Quand on traverse de belles années en agriculture, il est tentant d’acheter des terres et de la machinerie. Est-ce toujours la meilleure idée? En grandes cultures, tout va pour le mieux en 2012, mais est-ce que cela va durer?

« Pour affronter les mauvaises années, il faut savoir gérer les bonnes », a lancé l’agroéconomiste Patrice Carle, la semaine dernière au Rendez-vous végétal, à Drummondville.

Patricle Carle, directeur général du CEGA

Directeur général du Centre d’expertise en gestion agricole (CEGA), Patrice Carle invite les producteurs à profiter des bonnes conditions actuelles pour solidifier leurs entreprises, notamment en gérant mieux leur endettement.

Une ferme avec un taux d’endettement plus bas sera en meilleure position pour affronter des années où les prix des grains seront plus faibles et les taux d’intérêt plus élevés, fait-il valoir.

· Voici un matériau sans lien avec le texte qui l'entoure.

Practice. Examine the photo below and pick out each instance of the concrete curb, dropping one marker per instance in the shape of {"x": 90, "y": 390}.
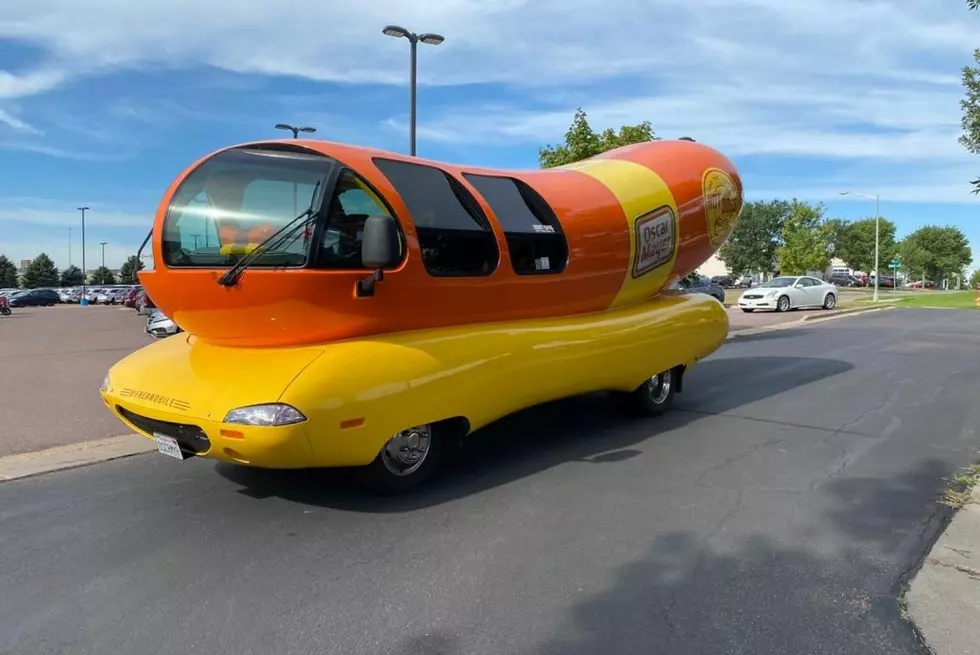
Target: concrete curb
{"x": 943, "y": 600}
{"x": 26, "y": 465}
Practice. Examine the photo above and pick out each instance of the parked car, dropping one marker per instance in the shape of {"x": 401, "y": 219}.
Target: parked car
{"x": 789, "y": 292}
{"x": 700, "y": 284}
{"x": 159, "y": 325}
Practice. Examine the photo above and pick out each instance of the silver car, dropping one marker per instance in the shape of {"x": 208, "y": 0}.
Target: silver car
{"x": 159, "y": 325}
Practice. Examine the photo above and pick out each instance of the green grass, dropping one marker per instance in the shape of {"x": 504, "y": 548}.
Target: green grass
{"x": 960, "y": 486}
{"x": 950, "y": 299}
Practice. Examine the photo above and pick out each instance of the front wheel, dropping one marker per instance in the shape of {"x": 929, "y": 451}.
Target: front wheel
{"x": 406, "y": 461}
{"x": 655, "y": 395}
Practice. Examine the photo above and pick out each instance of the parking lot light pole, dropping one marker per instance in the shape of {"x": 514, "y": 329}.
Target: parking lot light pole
{"x": 877, "y": 221}
{"x": 413, "y": 39}
{"x": 83, "y": 300}
{"x": 102, "y": 243}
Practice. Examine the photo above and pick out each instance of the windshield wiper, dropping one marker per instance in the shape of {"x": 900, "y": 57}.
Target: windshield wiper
{"x": 231, "y": 276}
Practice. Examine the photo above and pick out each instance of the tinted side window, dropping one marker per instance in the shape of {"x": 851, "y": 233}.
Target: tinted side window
{"x": 353, "y": 201}
{"x": 534, "y": 235}
{"x": 454, "y": 235}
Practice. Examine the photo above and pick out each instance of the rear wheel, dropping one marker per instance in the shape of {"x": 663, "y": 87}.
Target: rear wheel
{"x": 406, "y": 461}
{"x": 656, "y": 395}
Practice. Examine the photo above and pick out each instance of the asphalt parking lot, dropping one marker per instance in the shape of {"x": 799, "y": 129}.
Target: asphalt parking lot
{"x": 52, "y": 361}
{"x": 778, "y": 509}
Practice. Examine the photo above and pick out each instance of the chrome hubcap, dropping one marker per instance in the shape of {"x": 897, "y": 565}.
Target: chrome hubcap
{"x": 405, "y": 452}
{"x": 660, "y": 387}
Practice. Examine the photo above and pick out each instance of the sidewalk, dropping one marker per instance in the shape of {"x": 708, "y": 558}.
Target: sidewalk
{"x": 943, "y": 600}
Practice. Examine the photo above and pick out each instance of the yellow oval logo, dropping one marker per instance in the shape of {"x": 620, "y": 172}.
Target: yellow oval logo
{"x": 722, "y": 204}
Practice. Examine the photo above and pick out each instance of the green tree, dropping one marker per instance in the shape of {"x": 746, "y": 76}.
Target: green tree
{"x": 581, "y": 141}
{"x": 40, "y": 273}
{"x": 752, "y": 246}
{"x": 102, "y": 275}
{"x": 8, "y": 273}
{"x": 806, "y": 240}
{"x": 970, "y": 122}
{"x": 127, "y": 272}
{"x": 856, "y": 244}
{"x": 937, "y": 252}
{"x": 70, "y": 277}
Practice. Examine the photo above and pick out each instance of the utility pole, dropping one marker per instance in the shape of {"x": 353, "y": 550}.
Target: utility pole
{"x": 102, "y": 243}
{"x": 83, "y": 301}
{"x": 413, "y": 39}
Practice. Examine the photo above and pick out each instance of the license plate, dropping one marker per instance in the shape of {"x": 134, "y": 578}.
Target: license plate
{"x": 168, "y": 446}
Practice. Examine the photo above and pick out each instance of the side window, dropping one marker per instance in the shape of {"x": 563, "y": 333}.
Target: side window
{"x": 352, "y": 202}
{"x": 454, "y": 235}
{"x": 534, "y": 236}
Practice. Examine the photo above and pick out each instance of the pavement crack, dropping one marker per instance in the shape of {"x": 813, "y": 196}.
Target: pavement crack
{"x": 748, "y": 452}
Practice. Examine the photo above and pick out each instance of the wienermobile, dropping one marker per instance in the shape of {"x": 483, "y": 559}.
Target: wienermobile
{"x": 350, "y": 307}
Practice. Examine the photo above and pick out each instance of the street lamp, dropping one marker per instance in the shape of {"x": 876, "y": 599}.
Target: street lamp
{"x": 877, "y": 202}
{"x": 102, "y": 243}
{"x": 83, "y": 300}
{"x": 414, "y": 39}
{"x": 295, "y": 130}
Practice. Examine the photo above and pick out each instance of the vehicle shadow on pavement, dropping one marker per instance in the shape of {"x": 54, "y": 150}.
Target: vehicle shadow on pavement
{"x": 832, "y": 582}
{"x": 592, "y": 428}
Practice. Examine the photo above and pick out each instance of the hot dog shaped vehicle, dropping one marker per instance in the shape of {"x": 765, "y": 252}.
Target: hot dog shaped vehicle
{"x": 351, "y": 307}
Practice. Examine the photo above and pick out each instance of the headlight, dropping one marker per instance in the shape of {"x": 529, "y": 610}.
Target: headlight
{"x": 268, "y": 415}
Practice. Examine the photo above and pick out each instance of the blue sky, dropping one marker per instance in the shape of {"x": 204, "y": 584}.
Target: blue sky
{"x": 102, "y": 103}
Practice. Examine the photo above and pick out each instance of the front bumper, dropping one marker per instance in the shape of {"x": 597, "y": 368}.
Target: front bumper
{"x": 279, "y": 447}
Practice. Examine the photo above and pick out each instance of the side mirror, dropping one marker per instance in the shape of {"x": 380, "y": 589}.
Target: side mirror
{"x": 379, "y": 250}
{"x": 379, "y": 243}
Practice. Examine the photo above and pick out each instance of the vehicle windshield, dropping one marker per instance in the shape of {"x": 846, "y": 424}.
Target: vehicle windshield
{"x": 777, "y": 282}
{"x": 235, "y": 201}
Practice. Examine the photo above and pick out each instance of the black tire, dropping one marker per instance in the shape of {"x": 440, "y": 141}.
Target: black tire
{"x": 656, "y": 395}
{"x": 380, "y": 476}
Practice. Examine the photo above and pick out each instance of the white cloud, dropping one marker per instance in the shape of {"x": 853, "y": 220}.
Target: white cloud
{"x": 869, "y": 81}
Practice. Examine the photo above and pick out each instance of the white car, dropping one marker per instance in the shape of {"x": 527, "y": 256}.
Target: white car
{"x": 789, "y": 292}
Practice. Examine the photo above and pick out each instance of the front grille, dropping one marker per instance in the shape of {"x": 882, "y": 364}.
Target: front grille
{"x": 191, "y": 438}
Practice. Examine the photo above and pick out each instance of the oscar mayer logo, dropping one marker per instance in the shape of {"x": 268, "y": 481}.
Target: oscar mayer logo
{"x": 721, "y": 204}
{"x": 656, "y": 234}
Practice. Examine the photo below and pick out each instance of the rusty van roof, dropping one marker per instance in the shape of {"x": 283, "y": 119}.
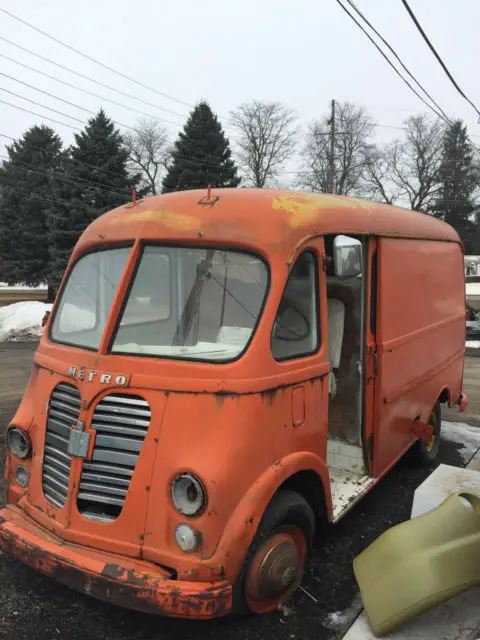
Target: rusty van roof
{"x": 267, "y": 219}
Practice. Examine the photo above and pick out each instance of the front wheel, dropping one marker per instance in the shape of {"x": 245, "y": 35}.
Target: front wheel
{"x": 275, "y": 562}
{"x": 425, "y": 453}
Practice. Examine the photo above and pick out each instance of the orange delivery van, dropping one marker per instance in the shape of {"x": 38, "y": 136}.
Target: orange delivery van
{"x": 222, "y": 372}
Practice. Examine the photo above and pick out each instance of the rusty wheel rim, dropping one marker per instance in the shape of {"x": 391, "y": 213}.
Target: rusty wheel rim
{"x": 431, "y": 443}
{"x": 276, "y": 569}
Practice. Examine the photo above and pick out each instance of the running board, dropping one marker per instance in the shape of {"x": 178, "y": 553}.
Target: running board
{"x": 347, "y": 489}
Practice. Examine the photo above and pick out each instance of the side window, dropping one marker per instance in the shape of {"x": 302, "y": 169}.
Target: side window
{"x": 296, "y": 329}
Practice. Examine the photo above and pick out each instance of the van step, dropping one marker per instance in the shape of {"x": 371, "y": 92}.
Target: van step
{"x": 347, "y": 488}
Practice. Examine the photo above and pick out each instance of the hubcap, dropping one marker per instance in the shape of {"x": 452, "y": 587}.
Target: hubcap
{"x": 275, "y": 569}
{"x": 278, "y": 569}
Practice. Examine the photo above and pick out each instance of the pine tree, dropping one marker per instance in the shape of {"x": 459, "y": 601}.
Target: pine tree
{"x": 26, "y": 184}
{"x": 97, "y": 180}
{"x": 201, "y": 155}
{"x": 459, "y": 177}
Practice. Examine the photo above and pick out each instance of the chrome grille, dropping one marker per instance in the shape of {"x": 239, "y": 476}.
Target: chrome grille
{"x": 121, "y": 423}
{"x": 63, "y": 412}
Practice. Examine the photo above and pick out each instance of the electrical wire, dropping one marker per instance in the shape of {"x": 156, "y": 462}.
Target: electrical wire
{"x": 94, "y": 60}
{"x": 40, "y": 115}
{"x": 70, "y": 159}
{"x": 51, "y": 95}
{"x": 191, "y": 159}
{"x": 39, "y": 104}
{"x": 85, "y": 77}
{"x": 79, "y": 182}
{"x": 382, "y": 53}
{"x": 90, "y": 93}
{"x": 387, "y": 44}
{"x": 437, "y": 56}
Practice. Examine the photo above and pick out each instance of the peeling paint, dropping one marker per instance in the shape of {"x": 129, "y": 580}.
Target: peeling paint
{"x": 170, "y": 219}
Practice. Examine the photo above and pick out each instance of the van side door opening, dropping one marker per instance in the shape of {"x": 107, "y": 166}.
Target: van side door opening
{"x": 347, "y": 305}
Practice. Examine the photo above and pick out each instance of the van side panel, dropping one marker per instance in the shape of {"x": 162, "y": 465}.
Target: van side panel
{"x": 421, "y": 337}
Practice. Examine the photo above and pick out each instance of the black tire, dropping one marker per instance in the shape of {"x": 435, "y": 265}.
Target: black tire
{"x": 286, "y": 508}
{"x": 424, "y": 454}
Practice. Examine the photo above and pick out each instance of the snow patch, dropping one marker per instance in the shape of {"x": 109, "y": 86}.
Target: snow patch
{"x": 22, "y": 320}
{"x": 464, "y": 435}
{"x": 22, "y": 287}
{"x": 341, "y": 621}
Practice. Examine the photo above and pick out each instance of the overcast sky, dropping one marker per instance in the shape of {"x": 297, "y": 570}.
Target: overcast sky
{"x": 302, "y": 53}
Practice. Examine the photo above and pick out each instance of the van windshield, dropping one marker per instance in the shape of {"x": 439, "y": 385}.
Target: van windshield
{"x": 191, "y": 303}
{"x": 86, "y": 299}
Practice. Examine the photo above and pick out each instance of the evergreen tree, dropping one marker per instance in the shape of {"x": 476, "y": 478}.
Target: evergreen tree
{"x": 26, "y": 184}
{"x": 459, "y": 177}
{"x": 98, "y": 180}
{"x": 201, "y": 155}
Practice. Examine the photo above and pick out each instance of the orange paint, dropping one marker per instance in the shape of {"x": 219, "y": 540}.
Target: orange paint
{"x": 244, "y": 426}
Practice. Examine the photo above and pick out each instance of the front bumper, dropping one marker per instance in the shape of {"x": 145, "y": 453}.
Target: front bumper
{"x": 129, "y": 583}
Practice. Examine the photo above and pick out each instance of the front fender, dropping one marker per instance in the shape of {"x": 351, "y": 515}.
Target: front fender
{"x": 242, "y": 525}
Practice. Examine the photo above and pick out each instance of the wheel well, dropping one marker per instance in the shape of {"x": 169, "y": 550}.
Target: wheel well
{"x": 444, "y": 396}
{"x": 309, "y": 485}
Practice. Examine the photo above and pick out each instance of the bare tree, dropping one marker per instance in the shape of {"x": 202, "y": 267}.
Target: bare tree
{"x": 415, "y": 162}
{"x": 378, "y": 183}
{"x": 267, "y": 138}
{"x": 354, "y": 128}
{"x": 148, "y": 151}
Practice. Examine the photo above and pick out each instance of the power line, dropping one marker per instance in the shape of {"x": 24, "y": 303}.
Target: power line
{"x": 382, "y": 53}
{"x": 192, "y": 159}
{"x": 90, "y": 93}
{"x": 70, "y": 159}
{"x": 39, "y": 104}
{"x": 51, "y": 95}
{"x": 437, "y": 56}
{"x": 387, "y": 44}
{"x": 87, "y": 57}
{"x": 79, "y": 182}
{"x": 85, "y": 77}
{"x": 39, "y": 115}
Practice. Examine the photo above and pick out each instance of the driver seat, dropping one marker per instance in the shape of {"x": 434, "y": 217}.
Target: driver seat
{"x": 336, "y": 323}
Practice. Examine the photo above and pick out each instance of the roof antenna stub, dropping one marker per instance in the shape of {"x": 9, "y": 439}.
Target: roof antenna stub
{"x": 208, "y": 200}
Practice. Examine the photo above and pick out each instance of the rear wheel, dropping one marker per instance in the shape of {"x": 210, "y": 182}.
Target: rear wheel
{"x": 276, "y": 560}
{"x": 425, "y": 453}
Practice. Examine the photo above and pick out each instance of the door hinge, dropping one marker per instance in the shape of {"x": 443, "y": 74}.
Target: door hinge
{"x": 374, "y": 354}
{"x": 79, "y": 441}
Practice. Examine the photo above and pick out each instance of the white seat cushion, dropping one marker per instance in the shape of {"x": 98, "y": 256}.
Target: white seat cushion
{"x": 336, "y": 321}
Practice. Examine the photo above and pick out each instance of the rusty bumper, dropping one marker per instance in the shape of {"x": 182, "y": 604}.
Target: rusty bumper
{"x": 126, "y": 582}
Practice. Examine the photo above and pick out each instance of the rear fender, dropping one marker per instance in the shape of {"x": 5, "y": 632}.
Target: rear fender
{"x": 242, "y": 526}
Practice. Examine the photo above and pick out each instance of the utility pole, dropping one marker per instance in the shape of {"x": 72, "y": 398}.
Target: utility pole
{"x": 331, "y": 171}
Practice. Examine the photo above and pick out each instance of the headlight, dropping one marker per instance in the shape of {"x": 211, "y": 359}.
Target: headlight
{"x": 19, "y": 442}
{"x": 187, "y": 538}
{"x": 188, "y": 494}
{"x": 22, "y": 476}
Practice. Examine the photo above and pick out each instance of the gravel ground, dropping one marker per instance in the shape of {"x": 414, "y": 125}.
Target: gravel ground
{"x": 35, "y": 607}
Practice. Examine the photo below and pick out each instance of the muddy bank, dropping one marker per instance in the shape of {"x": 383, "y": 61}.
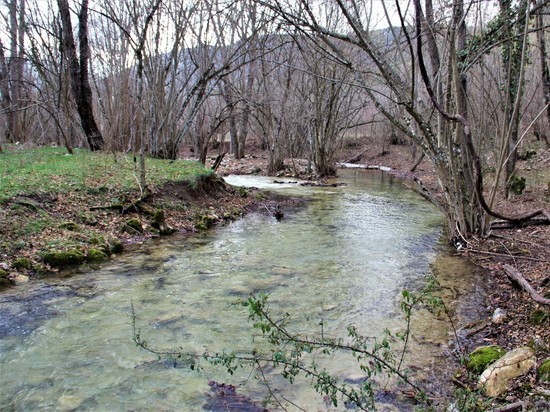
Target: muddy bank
{"x": 50, "y": 232}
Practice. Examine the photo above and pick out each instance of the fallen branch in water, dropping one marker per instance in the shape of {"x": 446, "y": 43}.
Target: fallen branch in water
{"x": 526, "y": 286}
{"x": 510, "y": 408}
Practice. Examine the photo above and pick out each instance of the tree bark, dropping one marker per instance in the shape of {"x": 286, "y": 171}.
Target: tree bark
{"x": 544, "y": 70}
{"x": 520, "y": 280}
{"x": 78, "y": 68}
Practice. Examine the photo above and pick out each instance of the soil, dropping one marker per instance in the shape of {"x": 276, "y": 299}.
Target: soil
{"x": 526, "y": 249}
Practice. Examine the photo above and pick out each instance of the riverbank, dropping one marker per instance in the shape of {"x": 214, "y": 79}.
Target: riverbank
{"x": 90, "y": 212}
{"x": 59, "y": 211}
{"x": 525, "y": 322}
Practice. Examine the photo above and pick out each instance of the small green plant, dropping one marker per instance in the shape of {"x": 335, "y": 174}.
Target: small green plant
{"x": 289, "y": 354}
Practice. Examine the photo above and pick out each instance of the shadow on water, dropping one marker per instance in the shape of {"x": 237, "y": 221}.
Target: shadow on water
{"x": 343, "y": 258}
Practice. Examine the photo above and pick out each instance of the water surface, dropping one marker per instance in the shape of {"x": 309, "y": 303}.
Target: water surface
{"x": 344, "y": 258}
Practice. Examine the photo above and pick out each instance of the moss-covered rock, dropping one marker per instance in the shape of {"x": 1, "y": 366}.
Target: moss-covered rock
{"x": 132, "y": 226}
{"x": 538, "y": 317}
{"x": 543, "y": 372}
{"x": 114, "y": 245}
{"x": 96, "y": 256}
{"x": 63, "y": 259}
{"x": 22, "y": 263}
{"x": 4, "y": 281}
{"x": 72, "y": 226}
{"x": 205, "y": 222}
{"x": 158, "y": 222}
{"x": 88, "y": 219}
{"x": 517, "y": 184}
{"x": 483, "y": 356}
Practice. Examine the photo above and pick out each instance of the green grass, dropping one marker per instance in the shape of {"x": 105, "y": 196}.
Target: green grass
{"x": 51, "y": 170}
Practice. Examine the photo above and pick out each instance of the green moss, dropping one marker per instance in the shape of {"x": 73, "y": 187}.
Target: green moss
{"x": 72, "y": 226}
{"x": 132, "y": 226}
{"x": 96, "y": 256}
{"x": 4, "y": 281}
{"x": 205, "y": 222}
{"x": 88, "y": 219}
{"x": 22, "y": 263}
{"x": 242, "y": 191}
{"x": 114, "y": 245}
{"x": 538, "y": 317}
{"x": 516, "y": 184}
{"x": 158, "y": 219}
{"x": 63, "y": 259}
{"x": 543, "y": 372}
{"x": 483, "y": 356}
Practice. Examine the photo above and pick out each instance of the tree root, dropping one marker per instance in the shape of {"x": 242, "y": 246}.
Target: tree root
{"x": 134, "y": 206}
{"x": 517, "y": 278}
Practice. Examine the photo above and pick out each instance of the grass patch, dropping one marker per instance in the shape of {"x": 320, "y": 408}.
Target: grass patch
{"x": 29, "y": 171}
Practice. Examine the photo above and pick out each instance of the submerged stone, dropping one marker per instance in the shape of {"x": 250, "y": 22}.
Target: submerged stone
{"x": 483, "y": 356}
{"x": 20, "y": 279}
{"x": 494, "y": 379}
{"x": 96, "y": 256}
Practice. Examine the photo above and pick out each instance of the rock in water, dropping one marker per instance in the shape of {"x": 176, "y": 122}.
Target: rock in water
{"x": 224, "y": 398}
{"x": 20, "y": 279}
{"x": 494, "y": 379}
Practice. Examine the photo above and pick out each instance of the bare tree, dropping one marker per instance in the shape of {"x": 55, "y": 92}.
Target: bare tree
{"x": 454, "y": 157}
{"x": 79, "y": 70}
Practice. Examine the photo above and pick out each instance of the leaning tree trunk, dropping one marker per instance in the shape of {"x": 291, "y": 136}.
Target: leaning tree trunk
{"x": 78, "y": 68}
{"x": 544, "y": 70}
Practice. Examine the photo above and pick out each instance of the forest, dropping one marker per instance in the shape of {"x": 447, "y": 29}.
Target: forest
{"x": 460, "y": 88}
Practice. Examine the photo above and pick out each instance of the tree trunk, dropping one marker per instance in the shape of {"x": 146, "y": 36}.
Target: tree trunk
{"x": 5, "y": 90}
{"x": 544, "y": 70}
{"x": 512, "y": 58}
{"x": 80, "y": 84}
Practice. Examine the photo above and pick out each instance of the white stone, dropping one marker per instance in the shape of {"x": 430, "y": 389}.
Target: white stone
{"x": 20, "y": 279}
{"x": 517, "y": 362}
{"x": 499, "y": 315}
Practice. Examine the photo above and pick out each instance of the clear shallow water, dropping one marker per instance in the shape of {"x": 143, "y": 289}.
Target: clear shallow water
{"x": 345, "y": 257}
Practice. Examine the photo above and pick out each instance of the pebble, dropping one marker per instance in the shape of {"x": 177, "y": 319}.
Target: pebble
{"x": 20, "y": 279}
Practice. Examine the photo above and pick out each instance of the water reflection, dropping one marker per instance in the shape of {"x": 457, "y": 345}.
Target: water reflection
{"x": 343, "y": 259}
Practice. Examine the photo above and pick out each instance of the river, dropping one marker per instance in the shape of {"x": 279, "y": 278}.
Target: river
{"x": 343, "y": 258}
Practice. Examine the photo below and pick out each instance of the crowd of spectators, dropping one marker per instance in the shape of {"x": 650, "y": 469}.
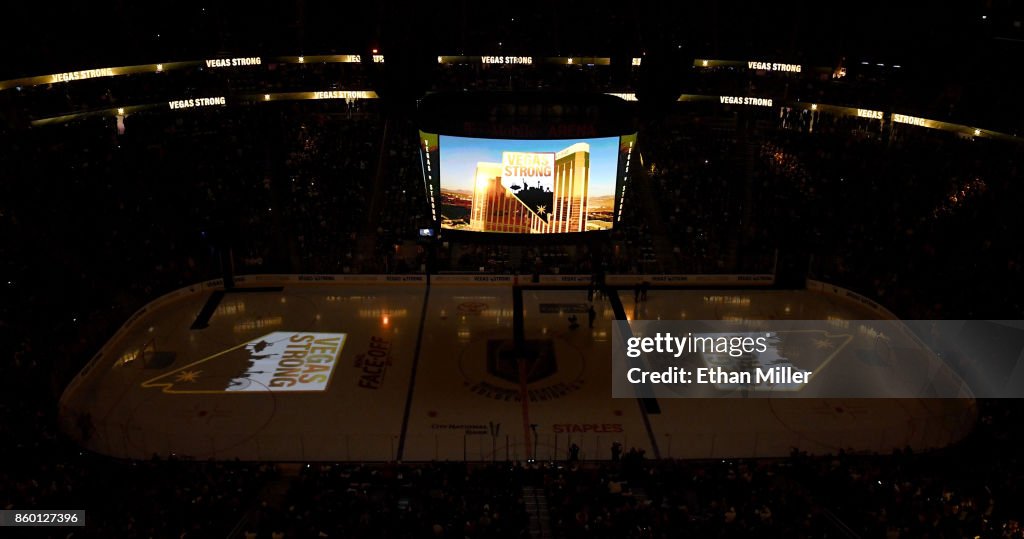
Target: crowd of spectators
{"x": 94, "y": 221}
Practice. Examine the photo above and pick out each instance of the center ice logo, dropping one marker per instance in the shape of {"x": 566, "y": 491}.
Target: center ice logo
{"x": 282, "y": 361}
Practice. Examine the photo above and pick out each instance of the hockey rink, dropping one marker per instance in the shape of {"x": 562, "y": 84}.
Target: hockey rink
{"x": 381, "y": 369}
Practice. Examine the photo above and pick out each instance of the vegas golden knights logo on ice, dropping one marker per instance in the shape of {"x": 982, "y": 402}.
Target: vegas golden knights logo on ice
{"x": 283, "y": 361}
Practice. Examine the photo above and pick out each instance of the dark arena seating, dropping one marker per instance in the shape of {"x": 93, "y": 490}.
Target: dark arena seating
{"x": 868, "y": 149}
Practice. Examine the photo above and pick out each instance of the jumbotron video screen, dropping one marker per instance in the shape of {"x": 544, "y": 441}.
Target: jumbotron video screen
{"x": 525, "y": 185}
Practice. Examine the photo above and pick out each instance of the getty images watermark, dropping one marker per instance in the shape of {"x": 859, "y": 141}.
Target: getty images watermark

Si vous considérez acheter une terre, sachez d’abord reconnaître votre statut d’acheteur, suggère Patrice Carle. Êtes-vous avant tout un producteur, qui souhaite vivre des produits de sa ferme? Êtes-vous plutôt un investisseur, qui souhaite faire un placement, ou encore un spéculateur, prêt à payer n’importe quel prix?

« Vos décisions prises lors des bonnes années conditionneront la survie de votre entreprise lors des années plus difficiles », prévient Patrice Carle.

Vous croyez que les bonnes années sont là pour rester? Voici quelques scénarios pas du tout farfelus, qui illustrent le passé, le présent et ce qui pourrait se produire au cours des prochaines années. On suppose un rendement de maïs de 10 t/ha, un taux de charge fixe à 70 %, des retraits fixes à 185 $ l’hectare, des salaires à 80 $/ha et un endettement initial de 2150 $ par hectare.

  • En 2004, avec le maïs à 130 $/t et l’ASRA qui couvre à 189 $/t, la marge par hectare est de -29 $.
  • En 2010, avec le maïs à 250 $/t et un taux d’intérêt à 3 %, la marge par hectare est de 226 $.
  • En 2011, avec le maïs à 280 $/t et un taux d’intérêt à 3 %, la marge s’établit à 258 $/ha.
  • En 2014, le maïs est rendu à 230 $/t et les intérêts à 5 %. La marge chute à 78 $/ha.
  • En 2016, le maïs est rendu à 175 $/t et les intérêts à 5 %. La marge est à nouveau négative, à -67 $/ha.

La morale de cette simulation, selon Patrice Carle : « Les bons prix peuvent s’envoler… mais les paiements vont rester! »

Profiter des années de prospérité pour investir dans l’achat de terres ou de machinerie peut s’avérer une bonne décision. Le directeur général du CEGA suggère d’en profiter aussi pour mieux connaître les chiffres de son entreprise et mieux contrôler sa marge bénéficiaire, en agissant sur les revenus et les dépenses. «L’avenir est à ceux qui auront le contrôle sur leurs dettes.»